Get 2D output from the embedding layer in pytorch


I have a X_train with size of (2, 100). I want to use the 250 first of the data, and use the second 250 of this matrix as the input of embedding and convert that to a matrix with size 2*3.

I read a lot about the embedding layer in pytorch, however I did not understand it well. I don't know how to get a 2*3 as the output of the embedding layer. Could you please help me with that? Here is a simple example.

import torch
import torch.nn as nn

X_train = np.random.randint(10, size = (2, 100))
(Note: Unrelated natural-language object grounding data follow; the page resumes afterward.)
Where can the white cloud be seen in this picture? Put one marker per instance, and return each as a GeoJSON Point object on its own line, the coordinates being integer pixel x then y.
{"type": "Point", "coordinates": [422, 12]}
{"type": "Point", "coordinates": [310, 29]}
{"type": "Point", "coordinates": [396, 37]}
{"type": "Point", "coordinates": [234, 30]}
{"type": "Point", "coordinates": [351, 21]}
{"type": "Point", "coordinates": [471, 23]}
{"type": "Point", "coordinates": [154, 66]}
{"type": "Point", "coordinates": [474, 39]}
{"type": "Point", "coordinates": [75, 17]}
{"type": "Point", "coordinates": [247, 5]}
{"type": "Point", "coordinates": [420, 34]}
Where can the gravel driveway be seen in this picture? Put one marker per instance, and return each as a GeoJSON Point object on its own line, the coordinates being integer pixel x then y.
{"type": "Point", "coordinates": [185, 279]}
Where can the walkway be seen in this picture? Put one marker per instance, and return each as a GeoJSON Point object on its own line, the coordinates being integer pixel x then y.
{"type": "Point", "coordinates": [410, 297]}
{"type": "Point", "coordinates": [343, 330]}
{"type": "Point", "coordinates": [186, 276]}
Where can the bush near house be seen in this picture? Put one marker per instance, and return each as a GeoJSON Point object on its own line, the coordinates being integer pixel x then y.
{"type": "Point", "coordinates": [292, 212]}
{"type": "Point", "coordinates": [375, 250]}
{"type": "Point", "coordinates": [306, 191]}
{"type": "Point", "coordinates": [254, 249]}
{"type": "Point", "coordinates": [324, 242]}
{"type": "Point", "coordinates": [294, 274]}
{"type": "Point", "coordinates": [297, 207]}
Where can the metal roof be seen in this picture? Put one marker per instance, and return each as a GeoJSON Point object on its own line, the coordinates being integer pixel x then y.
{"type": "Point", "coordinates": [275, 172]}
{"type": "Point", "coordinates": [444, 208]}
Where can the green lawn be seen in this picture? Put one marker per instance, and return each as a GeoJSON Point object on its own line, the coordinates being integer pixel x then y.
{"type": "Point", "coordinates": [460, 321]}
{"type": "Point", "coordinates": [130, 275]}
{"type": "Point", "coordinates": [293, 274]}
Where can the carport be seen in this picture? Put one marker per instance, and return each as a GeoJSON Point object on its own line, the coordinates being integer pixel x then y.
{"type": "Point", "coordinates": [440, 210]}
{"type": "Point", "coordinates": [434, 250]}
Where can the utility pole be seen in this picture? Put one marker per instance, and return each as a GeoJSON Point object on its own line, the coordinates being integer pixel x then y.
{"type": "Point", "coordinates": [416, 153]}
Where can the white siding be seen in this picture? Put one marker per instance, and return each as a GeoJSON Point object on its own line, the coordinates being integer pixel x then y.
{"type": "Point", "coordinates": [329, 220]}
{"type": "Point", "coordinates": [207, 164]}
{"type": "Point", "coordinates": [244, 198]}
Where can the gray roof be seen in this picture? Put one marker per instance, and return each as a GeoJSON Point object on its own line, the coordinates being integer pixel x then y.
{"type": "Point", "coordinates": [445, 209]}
X_train_notmbedding = X_train[:, 0:50] # not embedding  (2,50)
X_train_mbedding    = X_train[:, 50:100] #embedding  (2, 50)
X_train_mbedding = torch.LongTensor([X_train_mbedding])
embedding = nn.Embedding(50, 3)
embeding_output = embedding(X_train_mbedding) # I want to get a embedding output as (2,3)

#X_train_new = torch.cat([X_train_notmbedding, embeding_output], 1) # here I want to build a matrix with size (2, 53)

Solution

  • From the discussion, it looks like your understanding of Embeddings is not accurate.

    1. Only use 1 Embedding for 1 feature. In your example you are combining dates, ids etc. in 1 Embedding. Even in the medium article, they are using separate embeddings.
    2. Think of Embedding as one-hot encoding on steroids (less memory, data co-relation etc.). If you do not understand one-hot encoding I would start there first.
    3. KWH is already a real value not categorical. Use it as a linear input to the network (after normalization).
    4. ID: I do not know what ID denotes in your data, if it is a unique ID for each datapoint, it is not useful and should be excluded.

    If the above does not make sense, I would start with a simple network using LSTM and make it work first before using an advanced architecture.